Ela disse que o trauma de conflitos anteriores influencia a forma como os moradores veem este. Quando criança, durante a ocupação israelense do sul do Líbano, ela se lembrava de ter passado por um posto de controle israelense para voltar para casa e de ter se escondido debaixo da cama durante dias durante a guerra de 2006.

“Uma razão importante pela qual as pessoas não vão embora é também o medo de não poder voltar”, disse ela.

“’As pessoas perguntam: ‘E se eu sair de casa esta noite e depois, como acontece em tantos conflitos, nunca mais conseguirmos voltar? E se eu sair da minha aldeia esta noite e ela não estiver mais acessível para mim pela manhã?’ ”

Diab reconheceu que ela, tal como outras pessoas de Ain Ebel e de áreas não envolvidas com o Hezbollah, tinha uma “relação complicada” com o grupo e a sua entrada numa guerra sem o consentimento do povo libanês. Mas, disse ela, a raiva é “mais contra Israel como ocupante”.

Temores semelhantes de que a história se repita estão crescendo em Marjayoun, uma cidade cristã a cerca de oito quilômetros da fronteira israelense e que já foi sede do agora extinto Exército do Sul do Líbano, uma milícia financiada por Israel para ajudar suas tropas que a polícia ocupou partes do sul do Líbano na década de 1980. e década de 1990.

O grupo libanês, trabalhando em conjunto com soldados israelenses, foi acusado de torturar e matar compatriotas, recrutar à força homens com mais de 15 anos e desenraizar famílias que se recusaram.

Na quinta-feira, depois de os militares israelitas terem expandido a sua lista de evacuação para abranger mais 20 cidades e aldeias, incluindo aquelas que se estendem a norte de uma zona tampão determinada pelas Nações Unidas, as pessoas em Marjayoun – que até agora não foi incluída em nenhuma ordem de evacuação – cingiram-se para uma guerra cada vez mais próxima.

“Ouvimos tantas bombas aqui que até uma criança consegue distinguir os sons agora”, disse Hassan Al-Abla, um reformado de 78 anos que ainda vive em Marjayoun. Enquanto ele falava, um som de bumbo soou no ar.
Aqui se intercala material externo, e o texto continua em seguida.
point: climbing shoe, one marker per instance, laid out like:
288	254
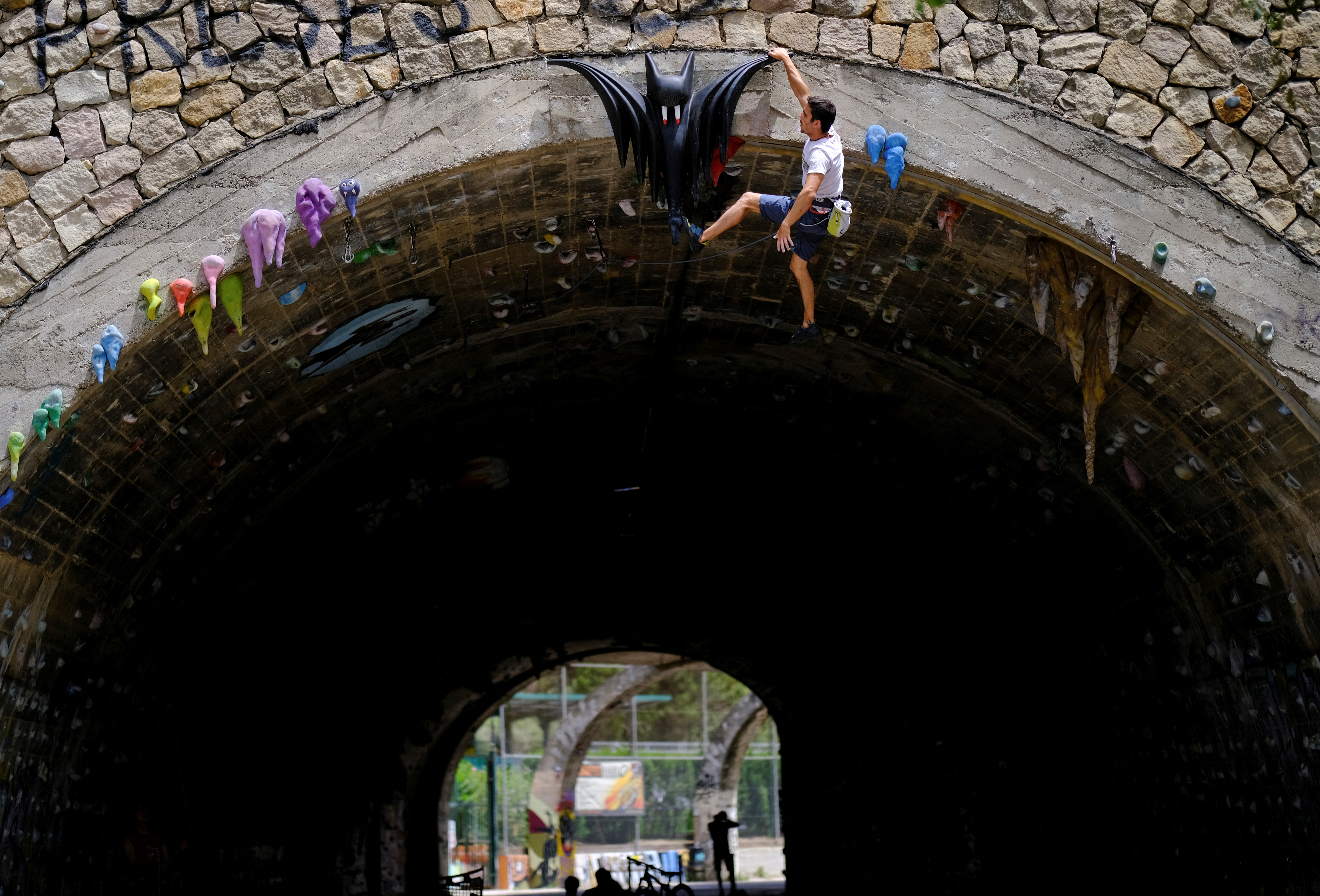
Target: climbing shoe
803	334
695	235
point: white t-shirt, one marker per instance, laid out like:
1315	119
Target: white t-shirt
826	156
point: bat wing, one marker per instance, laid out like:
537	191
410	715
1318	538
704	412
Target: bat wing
628	111
712	119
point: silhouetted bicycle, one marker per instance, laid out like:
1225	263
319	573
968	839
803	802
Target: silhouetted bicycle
650	883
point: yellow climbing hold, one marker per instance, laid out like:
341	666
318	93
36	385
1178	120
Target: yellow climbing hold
154	300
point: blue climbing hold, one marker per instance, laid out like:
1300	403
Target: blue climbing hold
894	164
98	362
294	295
876	137
113	341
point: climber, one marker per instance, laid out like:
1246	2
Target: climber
803	218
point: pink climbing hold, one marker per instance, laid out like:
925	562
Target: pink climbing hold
315	202
213	267
264	235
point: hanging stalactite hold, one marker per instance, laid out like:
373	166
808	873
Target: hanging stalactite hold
1095	313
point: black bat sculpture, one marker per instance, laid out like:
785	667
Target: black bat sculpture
674	131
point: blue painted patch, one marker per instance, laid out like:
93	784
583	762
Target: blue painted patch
294	295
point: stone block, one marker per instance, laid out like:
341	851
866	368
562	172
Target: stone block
888	42
1289	151
998	72
921	48
115	164
269	65
1072	52
35	156
12	188
348	81
412	24
470	15
799	31
42	259
206	68
65	51
472	49
1266	175
847	39
1264	123
1134	117
985	39
749	30
1039	85
216	140
262	114
1233	16
950	22
26	225
383	72
167	167
81	134
1218	45
86	88
1190	105
562	35
1277	213
1074	15
1174	143
155	89
1025	44
956	61
1165	44
61	189
1087	98
1122	19
78	226
420	64
1027	12
1196	69
167	48
1231	143
320	42
28	117
113	204
1127	66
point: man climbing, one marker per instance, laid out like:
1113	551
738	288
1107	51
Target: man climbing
720	828
803	218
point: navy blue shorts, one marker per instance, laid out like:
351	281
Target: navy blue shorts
810	230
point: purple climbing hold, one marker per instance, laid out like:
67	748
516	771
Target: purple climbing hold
264	234
113	341
316	204
350	191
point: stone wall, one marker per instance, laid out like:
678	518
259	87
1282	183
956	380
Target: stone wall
108	105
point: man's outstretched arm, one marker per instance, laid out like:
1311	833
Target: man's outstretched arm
795	77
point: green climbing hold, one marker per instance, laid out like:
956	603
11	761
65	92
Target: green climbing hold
55	406
232	297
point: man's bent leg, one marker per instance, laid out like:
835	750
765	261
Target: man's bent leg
804	283
733	216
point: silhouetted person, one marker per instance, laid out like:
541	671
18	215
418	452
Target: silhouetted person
147	853
606	885
719	828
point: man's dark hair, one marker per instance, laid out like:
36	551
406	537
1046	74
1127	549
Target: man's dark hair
823	111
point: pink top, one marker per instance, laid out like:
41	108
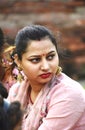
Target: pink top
59	106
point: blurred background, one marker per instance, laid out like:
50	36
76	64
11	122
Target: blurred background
65	16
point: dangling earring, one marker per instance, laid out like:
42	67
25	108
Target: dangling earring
59	70
20	76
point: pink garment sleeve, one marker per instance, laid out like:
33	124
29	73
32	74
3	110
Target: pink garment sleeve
65	108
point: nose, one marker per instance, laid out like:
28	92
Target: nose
44	65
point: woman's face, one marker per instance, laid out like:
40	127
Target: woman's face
40	61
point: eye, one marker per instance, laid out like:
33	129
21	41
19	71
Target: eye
50	57
35	60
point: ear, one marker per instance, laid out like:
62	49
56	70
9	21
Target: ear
16	60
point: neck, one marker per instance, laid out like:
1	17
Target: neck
35	91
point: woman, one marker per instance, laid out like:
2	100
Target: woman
51	99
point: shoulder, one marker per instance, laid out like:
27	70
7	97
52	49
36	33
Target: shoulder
66	89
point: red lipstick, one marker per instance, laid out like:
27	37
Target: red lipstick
44	76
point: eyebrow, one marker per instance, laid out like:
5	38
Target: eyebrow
40	55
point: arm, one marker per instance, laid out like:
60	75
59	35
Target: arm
65	109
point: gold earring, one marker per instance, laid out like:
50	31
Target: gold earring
59	70
20	76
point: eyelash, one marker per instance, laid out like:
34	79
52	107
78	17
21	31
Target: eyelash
36	60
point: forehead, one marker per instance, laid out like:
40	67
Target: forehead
39	47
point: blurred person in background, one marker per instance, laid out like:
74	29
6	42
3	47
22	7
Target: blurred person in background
51	99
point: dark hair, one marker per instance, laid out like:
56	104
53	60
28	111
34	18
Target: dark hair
3	90
31	32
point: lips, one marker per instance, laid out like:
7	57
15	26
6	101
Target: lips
44	76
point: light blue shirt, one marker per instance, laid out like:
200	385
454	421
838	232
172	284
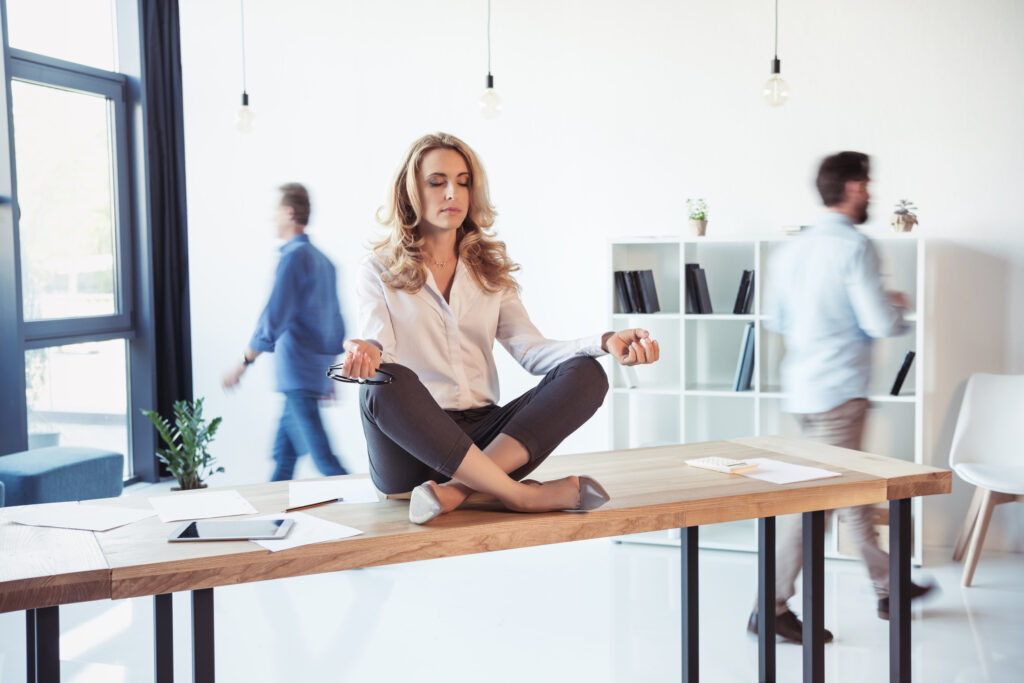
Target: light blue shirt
824	295
301	324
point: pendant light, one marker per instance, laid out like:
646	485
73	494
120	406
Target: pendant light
245	120
775	91
491	102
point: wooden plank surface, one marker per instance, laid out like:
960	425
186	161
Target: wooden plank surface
651	488
903	478
41	567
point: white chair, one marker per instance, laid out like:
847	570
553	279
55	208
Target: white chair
988	453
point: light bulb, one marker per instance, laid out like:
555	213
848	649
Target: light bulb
245	120
775	91
491	101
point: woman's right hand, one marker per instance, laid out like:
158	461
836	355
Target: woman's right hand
361	359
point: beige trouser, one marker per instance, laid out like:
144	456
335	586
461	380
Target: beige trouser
842	426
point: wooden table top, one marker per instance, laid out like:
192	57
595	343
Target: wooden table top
650	488
41	566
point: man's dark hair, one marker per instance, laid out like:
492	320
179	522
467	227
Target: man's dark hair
294	196
839	169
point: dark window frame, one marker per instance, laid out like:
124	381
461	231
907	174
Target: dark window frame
133	322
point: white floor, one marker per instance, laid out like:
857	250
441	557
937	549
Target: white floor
594	610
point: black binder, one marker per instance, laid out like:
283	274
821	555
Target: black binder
744	364
901	375
648	292
622	295
741	293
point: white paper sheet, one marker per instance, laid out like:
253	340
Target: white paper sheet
349	491
73	515
201	505
307	529
776	471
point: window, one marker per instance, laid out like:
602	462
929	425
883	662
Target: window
73	304
77	31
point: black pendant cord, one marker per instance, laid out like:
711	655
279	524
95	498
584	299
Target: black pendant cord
776	66
776	30
491	79
245	94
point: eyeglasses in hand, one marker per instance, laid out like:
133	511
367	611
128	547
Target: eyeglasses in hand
382	377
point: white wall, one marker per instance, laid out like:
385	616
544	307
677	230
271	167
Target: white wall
614	114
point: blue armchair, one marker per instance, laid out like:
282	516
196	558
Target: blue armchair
59	473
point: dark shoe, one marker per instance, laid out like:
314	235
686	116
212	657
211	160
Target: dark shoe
915	592
592	495
787	627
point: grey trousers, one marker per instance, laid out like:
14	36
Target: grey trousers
411	439
842	426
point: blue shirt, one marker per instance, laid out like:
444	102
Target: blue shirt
301	324
824	295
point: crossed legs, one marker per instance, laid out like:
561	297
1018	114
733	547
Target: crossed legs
413	441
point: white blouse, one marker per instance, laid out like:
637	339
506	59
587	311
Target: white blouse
450	344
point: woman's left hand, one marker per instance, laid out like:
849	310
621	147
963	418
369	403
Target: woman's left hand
632	347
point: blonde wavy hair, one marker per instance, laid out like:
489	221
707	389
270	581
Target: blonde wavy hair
400	251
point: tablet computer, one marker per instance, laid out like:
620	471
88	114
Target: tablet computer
231	529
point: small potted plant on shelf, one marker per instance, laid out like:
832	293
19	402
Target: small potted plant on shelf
697	210
186	456
903	218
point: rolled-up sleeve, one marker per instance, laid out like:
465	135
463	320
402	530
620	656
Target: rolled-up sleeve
375	317
532	350
875	314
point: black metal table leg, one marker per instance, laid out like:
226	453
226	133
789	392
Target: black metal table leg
814	588
766	599
163	623
899	591
30	644
691	664
43	644
203	635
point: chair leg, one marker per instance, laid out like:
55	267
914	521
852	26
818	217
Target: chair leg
972	518
978	538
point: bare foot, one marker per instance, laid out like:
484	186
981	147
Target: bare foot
557	495
450	495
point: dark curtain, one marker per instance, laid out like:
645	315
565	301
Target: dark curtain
165	141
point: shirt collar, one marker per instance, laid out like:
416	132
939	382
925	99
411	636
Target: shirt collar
834	219
294	243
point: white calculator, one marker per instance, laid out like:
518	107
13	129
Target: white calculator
727	465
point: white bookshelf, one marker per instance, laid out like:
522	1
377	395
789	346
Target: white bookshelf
687	396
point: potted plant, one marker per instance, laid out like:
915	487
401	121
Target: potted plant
903	218
697	210
186	456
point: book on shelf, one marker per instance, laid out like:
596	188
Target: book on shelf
622	295
632	294
749	298
697	297
635	292
702	295
743	293
744	364
901	375
648	292
692	304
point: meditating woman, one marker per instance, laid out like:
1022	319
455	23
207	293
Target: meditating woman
433	296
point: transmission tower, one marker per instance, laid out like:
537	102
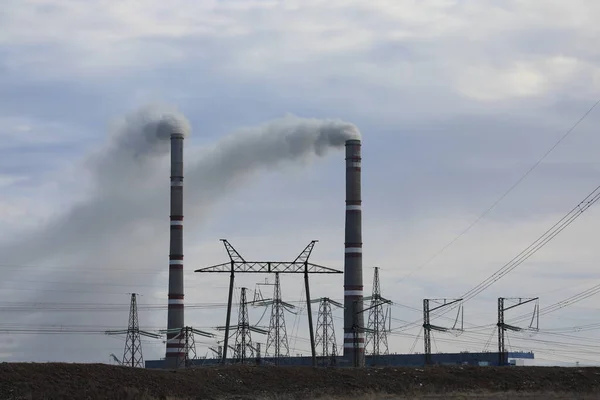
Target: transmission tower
132	355
277	344
300	265
243	340
503	327
325	334
376	332
243	350
428	327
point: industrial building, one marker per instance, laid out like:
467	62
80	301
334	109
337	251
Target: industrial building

Ele levantou um dedo. “Ouvi isso? Esse é o som do disparo. Agora você ouvirá o impacto”, disse ele. Um instante depois, ouviu-se um estrondo mais alto e uma coluna de fumaça subiu sobre uma montanha próxima. Al-Abla deu um sorriso pálido.

“Vê o que quero dizer?” ele perguntou. “É assim que é o tempo todo agora.”

Nas primeiras horas da manhã, antes da ordem de evacuação das cidades e vilarejos perto de Marjayoun, as estradas ao norte estavam quase desertas, exceto por alguns carros que passavam em alta velocidade. Durante uma viagem por cidades e vilarejos na estrada de volta à costa a partir de Marjayoun, a maioria dos lugares não mostrou sinais de vida: nenhum veículo, nenhuma pessoa, apenas um único gato de rua atravessando a estrada.

A sensação de isolamento está a crescer, disse o Arcebispo Elias Kfoury, arcebispo ortodoxo grego de Sidon, Tiro, Marjayoun e outras áreas do sul. Numa entrevista telefónica na quinta-feira, ele criticou os militares israelitas por bombardearem estradas que ligam Marjayoun a outras áreas no sul.

“As pessoas querem poder ir a hospitais ou clínicas, ou aos seus meios de subsistência”, disse ele. “Ninguém está passando armas nessas estradas.”

Questionado sobre o que significaria se Marjayoun também fosse instruído a evacuar, Kfoury ficou mais furioso.

“Não estamos nesta guerra. Por que estamos sendo alvo? As pessoas vivem nas suas casas e não têm qualquer ligação ao Hezbollah ou a qualquer grupo”, disse ele.

“A pergunta deve ser dirigida àqueles que nos querem fora.”